ABSTRACT

So far reference has been made almost exclusively to the 1988 Education Reform Act and its general negation of child-centred philosophy. Whilst in the next chapter it will be made clear that the legislative impetus towards quasi-marketisation of the education system began in 1980, the Act itself may reasonably be taken as the structural elaboration of a new morphogenetic conditioning cycle. We saw in the previous chapter that child-centred practice did not reach the mythical heights often depicted during the 1960s and 1970s. The structured potentiality for a pervasive change in teaching practices remained unexploited. The purpose of this chapter is briefly to sketch out the concatenation of factors that facilitated the swift destruction of this potentiality during the 1980s. Structurally, the education system did not undergo any notable morphogenesis.

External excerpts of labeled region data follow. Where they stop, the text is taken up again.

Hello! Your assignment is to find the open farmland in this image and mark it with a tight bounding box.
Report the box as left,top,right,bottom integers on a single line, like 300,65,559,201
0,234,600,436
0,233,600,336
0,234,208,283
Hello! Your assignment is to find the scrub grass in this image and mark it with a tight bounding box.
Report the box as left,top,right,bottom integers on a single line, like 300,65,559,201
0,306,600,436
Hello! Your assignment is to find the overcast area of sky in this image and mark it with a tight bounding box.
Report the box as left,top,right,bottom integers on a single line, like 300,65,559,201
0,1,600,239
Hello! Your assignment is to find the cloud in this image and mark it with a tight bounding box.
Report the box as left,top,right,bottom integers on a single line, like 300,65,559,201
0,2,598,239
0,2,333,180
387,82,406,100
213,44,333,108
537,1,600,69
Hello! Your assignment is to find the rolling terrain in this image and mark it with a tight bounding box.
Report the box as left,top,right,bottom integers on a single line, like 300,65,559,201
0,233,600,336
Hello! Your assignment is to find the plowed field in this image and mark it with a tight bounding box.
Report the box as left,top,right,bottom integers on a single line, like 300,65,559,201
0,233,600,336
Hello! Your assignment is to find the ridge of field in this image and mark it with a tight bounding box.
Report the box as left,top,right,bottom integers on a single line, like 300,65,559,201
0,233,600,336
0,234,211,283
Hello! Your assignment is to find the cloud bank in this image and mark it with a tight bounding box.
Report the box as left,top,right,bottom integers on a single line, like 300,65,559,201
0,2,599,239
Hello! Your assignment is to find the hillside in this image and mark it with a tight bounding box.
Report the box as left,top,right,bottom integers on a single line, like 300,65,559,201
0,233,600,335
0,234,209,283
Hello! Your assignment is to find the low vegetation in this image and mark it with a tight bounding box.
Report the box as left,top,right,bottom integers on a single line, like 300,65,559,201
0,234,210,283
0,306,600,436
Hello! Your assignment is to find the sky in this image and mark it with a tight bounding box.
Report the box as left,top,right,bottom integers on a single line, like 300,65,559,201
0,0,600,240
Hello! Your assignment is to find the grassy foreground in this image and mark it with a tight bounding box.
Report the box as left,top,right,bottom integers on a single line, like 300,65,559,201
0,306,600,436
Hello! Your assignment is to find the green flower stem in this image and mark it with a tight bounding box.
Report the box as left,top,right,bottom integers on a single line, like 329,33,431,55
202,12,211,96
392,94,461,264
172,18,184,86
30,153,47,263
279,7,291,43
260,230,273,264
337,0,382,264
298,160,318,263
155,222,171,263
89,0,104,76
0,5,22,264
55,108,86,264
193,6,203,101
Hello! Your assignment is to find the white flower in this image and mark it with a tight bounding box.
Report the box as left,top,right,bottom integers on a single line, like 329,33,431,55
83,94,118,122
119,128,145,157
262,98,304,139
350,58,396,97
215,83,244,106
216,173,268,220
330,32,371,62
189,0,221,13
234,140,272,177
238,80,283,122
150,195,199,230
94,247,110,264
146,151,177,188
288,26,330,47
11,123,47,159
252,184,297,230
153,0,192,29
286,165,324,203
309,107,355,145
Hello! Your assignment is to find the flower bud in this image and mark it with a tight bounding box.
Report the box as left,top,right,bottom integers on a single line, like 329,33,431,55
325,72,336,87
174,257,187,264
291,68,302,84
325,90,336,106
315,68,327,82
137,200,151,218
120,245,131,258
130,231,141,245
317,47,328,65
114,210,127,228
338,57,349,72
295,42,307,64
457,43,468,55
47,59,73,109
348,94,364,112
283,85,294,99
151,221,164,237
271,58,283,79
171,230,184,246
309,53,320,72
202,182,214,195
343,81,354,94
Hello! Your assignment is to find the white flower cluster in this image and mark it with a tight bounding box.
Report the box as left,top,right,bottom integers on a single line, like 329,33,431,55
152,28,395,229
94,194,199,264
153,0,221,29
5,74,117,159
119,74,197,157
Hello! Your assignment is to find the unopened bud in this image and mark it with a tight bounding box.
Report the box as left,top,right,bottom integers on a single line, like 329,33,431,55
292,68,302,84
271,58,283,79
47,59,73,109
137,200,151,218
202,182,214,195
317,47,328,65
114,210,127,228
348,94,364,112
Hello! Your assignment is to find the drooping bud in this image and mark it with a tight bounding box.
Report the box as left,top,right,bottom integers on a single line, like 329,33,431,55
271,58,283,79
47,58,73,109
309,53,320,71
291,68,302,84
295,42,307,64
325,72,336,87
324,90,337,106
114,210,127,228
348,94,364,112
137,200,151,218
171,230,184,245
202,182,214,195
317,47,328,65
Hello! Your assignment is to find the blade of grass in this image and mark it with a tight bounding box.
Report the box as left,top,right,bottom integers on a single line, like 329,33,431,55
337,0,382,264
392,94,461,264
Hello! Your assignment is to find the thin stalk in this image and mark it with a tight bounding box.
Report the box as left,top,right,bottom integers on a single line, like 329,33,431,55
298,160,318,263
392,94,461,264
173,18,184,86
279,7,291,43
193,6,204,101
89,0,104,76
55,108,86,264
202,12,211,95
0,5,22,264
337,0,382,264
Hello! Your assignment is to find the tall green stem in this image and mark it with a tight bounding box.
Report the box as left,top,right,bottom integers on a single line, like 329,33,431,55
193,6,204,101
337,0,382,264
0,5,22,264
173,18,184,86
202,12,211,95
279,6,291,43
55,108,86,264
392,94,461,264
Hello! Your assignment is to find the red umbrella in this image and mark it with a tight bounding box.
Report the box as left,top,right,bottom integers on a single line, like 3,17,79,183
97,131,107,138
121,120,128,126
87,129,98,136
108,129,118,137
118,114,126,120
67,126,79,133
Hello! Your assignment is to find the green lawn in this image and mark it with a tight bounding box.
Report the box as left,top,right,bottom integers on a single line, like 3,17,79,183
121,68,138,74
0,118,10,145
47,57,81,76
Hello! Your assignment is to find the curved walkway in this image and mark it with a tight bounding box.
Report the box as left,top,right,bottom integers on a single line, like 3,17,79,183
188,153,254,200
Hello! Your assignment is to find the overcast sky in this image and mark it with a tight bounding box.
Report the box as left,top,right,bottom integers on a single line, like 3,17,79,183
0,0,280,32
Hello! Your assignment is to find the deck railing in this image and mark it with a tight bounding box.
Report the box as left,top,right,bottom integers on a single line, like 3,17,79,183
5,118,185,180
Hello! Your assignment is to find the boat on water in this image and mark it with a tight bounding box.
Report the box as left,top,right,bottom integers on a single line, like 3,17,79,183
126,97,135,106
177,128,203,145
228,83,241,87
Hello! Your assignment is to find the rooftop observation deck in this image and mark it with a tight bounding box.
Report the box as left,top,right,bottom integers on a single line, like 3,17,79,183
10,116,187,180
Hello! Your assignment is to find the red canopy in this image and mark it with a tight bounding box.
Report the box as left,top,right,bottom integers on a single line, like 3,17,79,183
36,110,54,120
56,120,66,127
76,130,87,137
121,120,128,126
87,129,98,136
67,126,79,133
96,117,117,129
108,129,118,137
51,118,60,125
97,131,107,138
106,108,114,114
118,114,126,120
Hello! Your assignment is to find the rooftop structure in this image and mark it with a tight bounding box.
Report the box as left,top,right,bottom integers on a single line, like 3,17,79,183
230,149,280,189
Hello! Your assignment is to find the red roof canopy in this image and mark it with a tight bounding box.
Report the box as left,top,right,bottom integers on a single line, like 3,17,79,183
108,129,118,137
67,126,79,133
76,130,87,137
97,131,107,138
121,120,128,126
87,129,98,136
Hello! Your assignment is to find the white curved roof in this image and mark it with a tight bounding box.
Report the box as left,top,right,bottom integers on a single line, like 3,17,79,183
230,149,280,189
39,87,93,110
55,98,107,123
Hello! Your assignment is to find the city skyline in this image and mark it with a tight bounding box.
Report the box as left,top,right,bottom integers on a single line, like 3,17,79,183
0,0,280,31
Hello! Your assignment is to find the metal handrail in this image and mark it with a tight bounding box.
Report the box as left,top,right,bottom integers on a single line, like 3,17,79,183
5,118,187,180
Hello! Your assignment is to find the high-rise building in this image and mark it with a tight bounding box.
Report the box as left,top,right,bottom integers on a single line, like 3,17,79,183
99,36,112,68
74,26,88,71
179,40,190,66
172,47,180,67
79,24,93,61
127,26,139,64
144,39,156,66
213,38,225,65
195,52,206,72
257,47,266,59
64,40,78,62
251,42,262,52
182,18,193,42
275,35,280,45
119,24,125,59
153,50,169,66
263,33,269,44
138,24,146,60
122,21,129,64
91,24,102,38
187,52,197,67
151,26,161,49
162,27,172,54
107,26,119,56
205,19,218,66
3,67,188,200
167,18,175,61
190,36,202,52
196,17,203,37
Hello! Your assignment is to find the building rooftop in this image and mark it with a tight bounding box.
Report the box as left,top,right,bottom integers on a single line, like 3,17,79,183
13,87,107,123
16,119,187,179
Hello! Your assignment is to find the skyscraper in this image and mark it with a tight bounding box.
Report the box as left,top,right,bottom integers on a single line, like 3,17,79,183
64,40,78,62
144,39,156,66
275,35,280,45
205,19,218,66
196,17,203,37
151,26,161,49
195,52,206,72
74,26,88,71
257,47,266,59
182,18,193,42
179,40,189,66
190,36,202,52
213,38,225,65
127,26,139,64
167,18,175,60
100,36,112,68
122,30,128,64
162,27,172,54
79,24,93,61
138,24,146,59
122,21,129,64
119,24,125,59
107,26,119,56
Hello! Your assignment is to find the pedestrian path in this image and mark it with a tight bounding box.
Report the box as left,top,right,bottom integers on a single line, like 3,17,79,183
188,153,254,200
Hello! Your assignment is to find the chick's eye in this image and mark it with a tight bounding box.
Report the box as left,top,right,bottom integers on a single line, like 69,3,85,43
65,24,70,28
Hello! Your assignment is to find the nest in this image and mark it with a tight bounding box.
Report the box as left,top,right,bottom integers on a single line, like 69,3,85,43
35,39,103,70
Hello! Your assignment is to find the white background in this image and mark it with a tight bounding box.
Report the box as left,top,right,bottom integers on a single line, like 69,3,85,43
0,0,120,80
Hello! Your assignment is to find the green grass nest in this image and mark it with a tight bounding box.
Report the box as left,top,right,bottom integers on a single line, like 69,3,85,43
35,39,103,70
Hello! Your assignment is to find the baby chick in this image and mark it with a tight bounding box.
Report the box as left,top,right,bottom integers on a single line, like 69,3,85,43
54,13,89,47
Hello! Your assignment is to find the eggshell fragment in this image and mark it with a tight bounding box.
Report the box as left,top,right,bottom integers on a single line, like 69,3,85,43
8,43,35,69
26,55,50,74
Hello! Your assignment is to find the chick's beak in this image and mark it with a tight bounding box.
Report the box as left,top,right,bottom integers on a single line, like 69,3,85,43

The Labour Government’s circular on comprehensive reorganisation, 10/65, was simply a request to local authorities – there was no statutory obligation until 1976. Here the teachers’ unions, the Local Authorities, the Labour Party and the then Department for Education and Science (DES) did not individually (or collectively) provide a coherent strategy. Indeed, the tendency to portray the 1965 circular, like the Plowden Report, as a decisive turning point masks the extent of continuity. As Ball puts it, ‘In contrast to the comprehensive movement the Conservatives have successfully managed to integrate and maintain and manage a high degree of contradiction and incoherence within their critical educational discourse’ (1990: 31).